Transport experiments performed with different substrate combinations (Fig. 8H-K) strongly suggest that distinct transport mechanisms operate for different substrates in digitonin permeabilized cells. The distinction may either be due to the total number of the conjugated NLSs or the location of NLSs within the protein. At low NLS/protein ratio (up to 45 NLSs/subunit) the transport efficiency of PE-NLS and Bsp Mase-NLS was proportional to the number of conjugated NLSs. Thus, it is unreasonable to suppose that the inhibition of nuclear transport of the highly conjugated substrate is simply due to the total number of NLSs. It is tempting to speculate that in the cytoplasm a retention system operates, which binds and retains nuclear proteins having two or more NLSs at a proper distance or in a proper three-dimensional arrangement. The release of this retention requires cytosolic proteins. A growing number of proteins have been shown to have two independent NLSs (Garcia-Bustos et al., 1991; Takemoto et al., 1994). In some cases the two signals have been proposed to be functionally distinct (Hall et al., 1990). Recently it has been shown that the nuclear transport of certain proteins is precisely regulated. The glycocorticoid receptor, a nuclear protein with dual NLS, is cytoplasmic in the absence of glycocorticoid and nuclear after hormone binding (Pickard and Yamamoto, 1987). Similarly, the nuclear transport of NF-kB, a heterodimer of the p50 and p65 NLS containing subunits is under strict control. Binding of the inhibitory IkB subunit blocks the nuclear transport of the heterodimer, while a phosphorylation dependent dissociation of IkB releases the block of the transport.

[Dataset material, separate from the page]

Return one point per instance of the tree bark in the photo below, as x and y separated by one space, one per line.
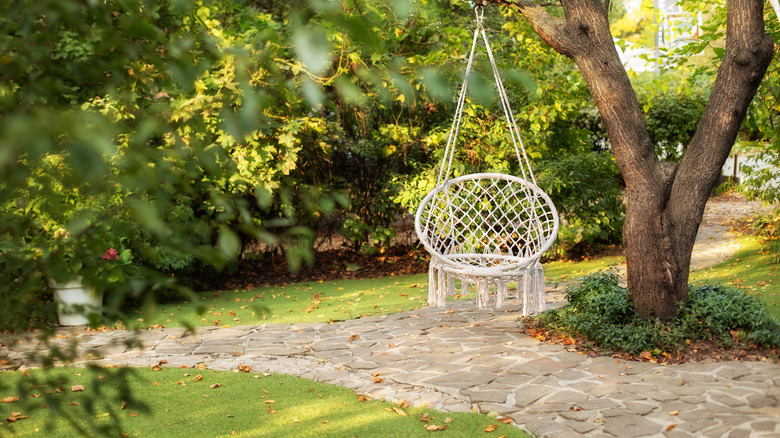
664 201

Although masking of the NLSs on the p50 and p65 subunits by IkB has been supposed (Zabel et al., 1993), other regulatory mechanisms cannot be ruled out. Regulated cytoplasmic retention has recently been proposed for the Xenopus MyoD protein (Rupp et al., 1994).

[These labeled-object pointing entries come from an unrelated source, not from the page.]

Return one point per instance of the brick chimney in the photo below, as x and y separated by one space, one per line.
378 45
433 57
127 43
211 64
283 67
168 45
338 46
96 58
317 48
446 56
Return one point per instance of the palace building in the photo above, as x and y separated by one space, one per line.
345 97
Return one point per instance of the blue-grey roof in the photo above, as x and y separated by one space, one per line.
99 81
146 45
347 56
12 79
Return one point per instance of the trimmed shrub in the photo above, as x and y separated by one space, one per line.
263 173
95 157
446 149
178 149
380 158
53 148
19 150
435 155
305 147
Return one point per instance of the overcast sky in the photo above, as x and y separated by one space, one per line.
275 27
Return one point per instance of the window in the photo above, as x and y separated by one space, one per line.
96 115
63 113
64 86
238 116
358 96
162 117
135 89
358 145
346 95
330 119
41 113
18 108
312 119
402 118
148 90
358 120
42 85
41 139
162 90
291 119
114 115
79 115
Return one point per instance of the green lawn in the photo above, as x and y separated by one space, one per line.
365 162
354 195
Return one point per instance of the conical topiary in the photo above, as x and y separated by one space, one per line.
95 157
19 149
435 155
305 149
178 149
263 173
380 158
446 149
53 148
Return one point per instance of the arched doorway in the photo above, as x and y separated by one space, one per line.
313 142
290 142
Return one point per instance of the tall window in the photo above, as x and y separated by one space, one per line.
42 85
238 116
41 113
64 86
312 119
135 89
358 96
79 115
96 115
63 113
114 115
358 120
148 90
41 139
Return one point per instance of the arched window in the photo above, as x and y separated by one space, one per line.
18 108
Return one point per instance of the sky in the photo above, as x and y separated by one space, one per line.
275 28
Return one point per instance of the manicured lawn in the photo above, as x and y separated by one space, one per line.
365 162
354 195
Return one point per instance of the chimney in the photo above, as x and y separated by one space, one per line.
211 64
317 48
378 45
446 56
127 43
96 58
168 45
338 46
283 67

The substrate-dependent distinct transport mechanisms may explain the controversial role of Ran/TC4 in the translocation step of the nuclear transport. Ran/TC4 in its GTP-bound form was shown to be required for the translocation of HSA-NLS_SMCC in permeabilized rat liver cells (Shannon Moore and Blobel, 1993; Melchior et al., 1993), but a mutant Ran/TC4, defective in GTP-binding, which severely inhibited nuclear growth and DNA synthesis, did not impair significantly the nuclear transport of HSA-NLS_MBS in a Xenopus in vitro transport system or in digitonin permeabilized tissue culture cells (Kornbluth et al., 1994).

This work was supported by grants from the National Scientific Research Fund (OTKA 898 and T54O9). The authors thank Dr G. Tóth for his help in the peptide synthesis and Dr Gy. Hadlaczky and Dr J. Moitra for discussions and a critical reading of the manuscript.